“Bursaspor Çağırırsa Gelinir”
Bazı formalar vardır, bir kez giyildi mi bir ömür çıkmaz üstünden. Bazı şehirler vardır, insanı sadece doğduğu yer değil, ait olduğu yer kılar. Ertuğrul Ersoy için o yer, o forma, o renkler Bursaspor’dur.
12 yıl sonra Vakıfköy’e adım atan Ertuğrul, sadece bir futbolcu olarak değil, geçmişine, anılarına ve aidiyetine yürüyen bir adam olarak döndü o kapıdan içeri. Çocukken terini döktüğü, hayallerinin ilk kez şekil bulduğu o sahalara bu kez tecrübeyle, olgunlukla ve en önemlisi yürekten bir bağlılıkla geldi.
İmza töreninde duygusal anlar yaşandı. Yanında, hayatındaki en büyük destekçilerden biri olan eşi İpek Ersoy da vardı. Gururla, gözlerinin içi parlayarak eşlik etti Ertuğrul’a. Çünkü bu sadece bir imza değil, bir dönemeçti. Bir ailenin, bir aidiyetin ve birlikte verilen bir kararın sembolüydü.

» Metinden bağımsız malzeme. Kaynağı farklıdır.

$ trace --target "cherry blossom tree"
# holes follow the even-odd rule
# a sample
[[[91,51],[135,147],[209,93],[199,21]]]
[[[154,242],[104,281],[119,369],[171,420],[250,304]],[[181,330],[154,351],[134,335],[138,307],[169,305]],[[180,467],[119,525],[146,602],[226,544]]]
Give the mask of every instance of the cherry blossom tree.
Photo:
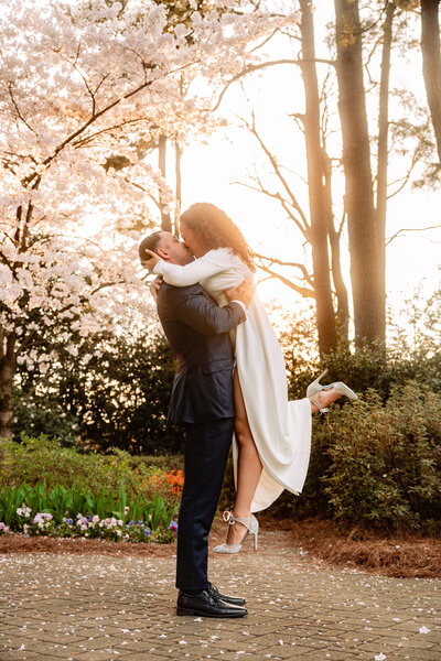
[[[151,0],[1,0],[0,437],[18,362],[49,369],[71,333],[103,332],[128,306],[148,314],[136,248],[151,198],[172,202],[149,153],[160,136],[212,130],[209,85],[294,20],[181,4],[182,20]]]

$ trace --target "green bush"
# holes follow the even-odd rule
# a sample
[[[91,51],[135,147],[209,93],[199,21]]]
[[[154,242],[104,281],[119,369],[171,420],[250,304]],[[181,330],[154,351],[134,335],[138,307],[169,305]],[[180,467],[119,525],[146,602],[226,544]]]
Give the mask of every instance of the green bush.
[[[0,483],[18,487],[26,483],[34,487],[45,481],[47,488],[71,488],[73,484],[92,494],[101,489],[117,492],[122,480],[128,498],[143,494],[152,498],[154,494],[166,500],[178,500],[166,480],[153,479],[164,468],[180,468],[182,459],[131,457],[127,452],[115,448],[112,453],[83,454],[73,447],[63,447],[60,441],[41,435],[32,438],[23,435],[22,442],[7,441],[0,445]],[[173,463],[172,463],[173,462]]]

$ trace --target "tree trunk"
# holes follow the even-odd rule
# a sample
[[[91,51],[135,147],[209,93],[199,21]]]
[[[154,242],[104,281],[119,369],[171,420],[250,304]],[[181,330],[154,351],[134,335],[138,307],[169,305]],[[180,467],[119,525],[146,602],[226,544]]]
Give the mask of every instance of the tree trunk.
[[[389,1],[383,25],[381,74],[378,102],[378,163],[377,163],[377,230],[378,261],[381,296],[386,301],[386,212],[387,212],[387,165],[389,132],[389,74],[392,45],[392,22],[396,6]]]
[[[162,174],[162,177],[165,180],[166,176],[166,138],[161,134],[159,137],[159,145],[158,145],[158,161],[159,161],[159,170]],[[161,189],[159,192],[159,204],[161,209],[161,229],[163,231],[172,231],[172,219],[170,218],[169,212],[165,210],[165,205],[162,201]]]
[[[361,345],[364,340],[385,340],[386,301],[374,208],[358,1],[335,0],[335,19],[355,342]]]
[[[342,274],[341,231],[337,231],[334,225],[334,214],[332,210],[332,165],[325,144],[323,144],[323,162],[325,164],[324,187],[326,192],[326,208],[329,210],[327,236],[330,237],[331,246],[331,270],[335,296],[337,299],[337,337],[340,344],[347,344],[349,340],[349,300]]]
[[[421,0],[422,74],[441,165],[440,0]]]
[[[0,443],[12,436],[12,382],[15,373],[15,335],[0,327]]]
[[[174,223],[174,234],[179,237],[180,232],[180,224],[179,219],[181,216],[181,205],[182,205],[182,148],[178,140],[174,141],[174,172],[176,177],[176,218]]]
[[[327,250],[326,195],[324,188],[324,169],[320,141],[320,98],[315,69],[314,23],[312,1],[300,0],[302,20],[300,23],[302,72],[305,112],[304,139],[308,161],[308,189],[311,216],[311,249],[314,273],[316,324],[319,332],[319,351],[321,355],[336,348],[334,305],[331,290],[331,270]],[[331,210],[332,214],[332,210]]]

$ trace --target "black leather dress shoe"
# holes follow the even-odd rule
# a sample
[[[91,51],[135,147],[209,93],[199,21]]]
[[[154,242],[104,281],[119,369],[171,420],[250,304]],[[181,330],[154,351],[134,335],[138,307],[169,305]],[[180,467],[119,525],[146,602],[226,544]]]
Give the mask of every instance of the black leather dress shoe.
[[[196,615],[198,617],[244,617],[248,615],[246,608],[233,606],[214,597],[207,589],[198,595],[178,595],[176,615]]]
[[[226,602],[227,604],[234,604],[235,606],[245,606],[247,603],[244,597],[228,597],[227,595],[223,595],[219,593],[217,587],[213,585],[213,583],[208,583],[208,592],[216,599],[220,599],[222,602]]]

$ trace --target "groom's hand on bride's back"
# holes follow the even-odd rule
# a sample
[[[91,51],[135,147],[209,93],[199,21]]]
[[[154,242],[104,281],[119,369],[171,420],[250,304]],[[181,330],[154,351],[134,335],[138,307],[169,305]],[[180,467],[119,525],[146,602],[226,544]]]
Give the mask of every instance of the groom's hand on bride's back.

“Bursaspor çağırırsa gelinir” diyordu tok ve kararlı bir sesle. Süper Lig mi, 2. Lig mi? Onun için esas olan arma, esas olan memleket, esas olan Bursaspor’du.
“İyi ki buradayım, iyi ki Bursasporluyum” derken aslında milyonların hislerine tercüman oldu. Çünkü Bursaspor’u sevmek, sadece galibiyetleri kutlamak değil; düştüğünde de yanında durabilmektir. Ve o şimdi yanında, sahada, yüreğiyle.
Ertuğrul Ersoy, bu kente ve bu camiaya sadece bir stoper olarak değil; vefa, karakter ve sadakatin temsilcisi olarak geri döndü.